I'm assuming your dealing with airwater flows. If your surface tension is a very important force then you may want to use a particle tracking method (see Torres and Brackbill) also an preprint by Juric (search his homepage), also Marker Particles Popinet and Zaleski (search home page). VOF and Levelset techniques are still struggling with these issues. Vof methods more than LevelSet methods...
As for the 2 months issue... well if you have to do it from scratch in 3d, sorry but good luck... You may want to settle with poor results from levelset and vof in this case and just use existing codes: Sussman's Levelset code (homepage) Zaleski's VOF code (homepage) 
Suggestion
Regarding your issue of dealing accurately with the surface tension, you may want to check into a newish method called the Level Contour Front Tracking method, which by formulation perfectly conserves the surface stresses in fully deformable interfaces. Check the newest issues of JCP and look for an article by Seung won Shin and Damir Juric of Georgia Tech.

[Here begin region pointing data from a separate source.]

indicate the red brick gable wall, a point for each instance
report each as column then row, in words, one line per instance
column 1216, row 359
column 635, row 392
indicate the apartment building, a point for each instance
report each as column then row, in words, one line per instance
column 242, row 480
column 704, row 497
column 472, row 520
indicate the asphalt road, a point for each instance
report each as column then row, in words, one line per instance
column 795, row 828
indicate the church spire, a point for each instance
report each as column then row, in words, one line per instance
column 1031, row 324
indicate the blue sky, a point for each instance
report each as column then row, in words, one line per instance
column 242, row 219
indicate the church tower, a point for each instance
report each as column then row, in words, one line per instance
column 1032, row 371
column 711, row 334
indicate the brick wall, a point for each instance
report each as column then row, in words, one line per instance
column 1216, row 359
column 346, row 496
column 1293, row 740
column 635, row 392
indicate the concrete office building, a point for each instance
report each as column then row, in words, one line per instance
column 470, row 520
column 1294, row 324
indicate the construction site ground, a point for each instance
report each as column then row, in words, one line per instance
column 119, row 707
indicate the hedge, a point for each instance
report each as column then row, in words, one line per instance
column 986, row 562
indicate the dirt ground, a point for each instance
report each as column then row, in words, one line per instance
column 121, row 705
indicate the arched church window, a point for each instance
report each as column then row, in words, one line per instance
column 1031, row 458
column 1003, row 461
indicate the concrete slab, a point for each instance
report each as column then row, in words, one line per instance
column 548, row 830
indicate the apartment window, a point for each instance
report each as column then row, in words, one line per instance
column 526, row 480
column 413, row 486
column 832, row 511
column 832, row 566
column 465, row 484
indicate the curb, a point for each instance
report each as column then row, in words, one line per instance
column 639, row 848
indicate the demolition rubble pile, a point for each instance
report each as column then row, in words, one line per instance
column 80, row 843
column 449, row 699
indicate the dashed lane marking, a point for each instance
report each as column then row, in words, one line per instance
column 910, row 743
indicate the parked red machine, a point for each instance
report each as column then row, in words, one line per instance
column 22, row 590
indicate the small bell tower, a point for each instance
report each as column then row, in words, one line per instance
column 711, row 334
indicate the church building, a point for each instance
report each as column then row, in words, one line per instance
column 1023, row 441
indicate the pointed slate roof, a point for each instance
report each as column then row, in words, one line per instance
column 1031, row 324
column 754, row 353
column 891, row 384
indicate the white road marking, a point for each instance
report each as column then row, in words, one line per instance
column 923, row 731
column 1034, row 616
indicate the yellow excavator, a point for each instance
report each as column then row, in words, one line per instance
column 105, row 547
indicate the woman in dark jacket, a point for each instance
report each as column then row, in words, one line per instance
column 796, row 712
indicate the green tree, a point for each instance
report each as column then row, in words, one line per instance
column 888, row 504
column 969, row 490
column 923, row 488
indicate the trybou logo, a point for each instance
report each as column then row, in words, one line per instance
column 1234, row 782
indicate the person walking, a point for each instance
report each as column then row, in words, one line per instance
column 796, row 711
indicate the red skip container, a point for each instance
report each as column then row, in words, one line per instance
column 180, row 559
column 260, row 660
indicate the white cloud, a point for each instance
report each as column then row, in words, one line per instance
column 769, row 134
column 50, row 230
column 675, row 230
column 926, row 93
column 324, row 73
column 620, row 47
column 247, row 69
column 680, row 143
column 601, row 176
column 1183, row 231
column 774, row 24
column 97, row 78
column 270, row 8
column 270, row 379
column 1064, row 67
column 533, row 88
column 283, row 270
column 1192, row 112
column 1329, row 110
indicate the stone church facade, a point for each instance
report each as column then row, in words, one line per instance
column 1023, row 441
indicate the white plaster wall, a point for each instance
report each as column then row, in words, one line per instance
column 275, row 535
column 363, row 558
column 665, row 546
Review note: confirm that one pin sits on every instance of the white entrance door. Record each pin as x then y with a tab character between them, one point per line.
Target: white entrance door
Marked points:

The method is based on an adaptation of Damir Juric's version of Tryggvason's Front tracking. I am using this method to study internal bubbbly fows in heat pipes and nucleate boiling, and there are others in my group having great success with 3dimensional film boiling. 
I have visited your homepage. The content of your homepage is very useful for me. However, the "code" term link on the homepage DON'T exist at the moment I visit. I looking forward to communicating with you:).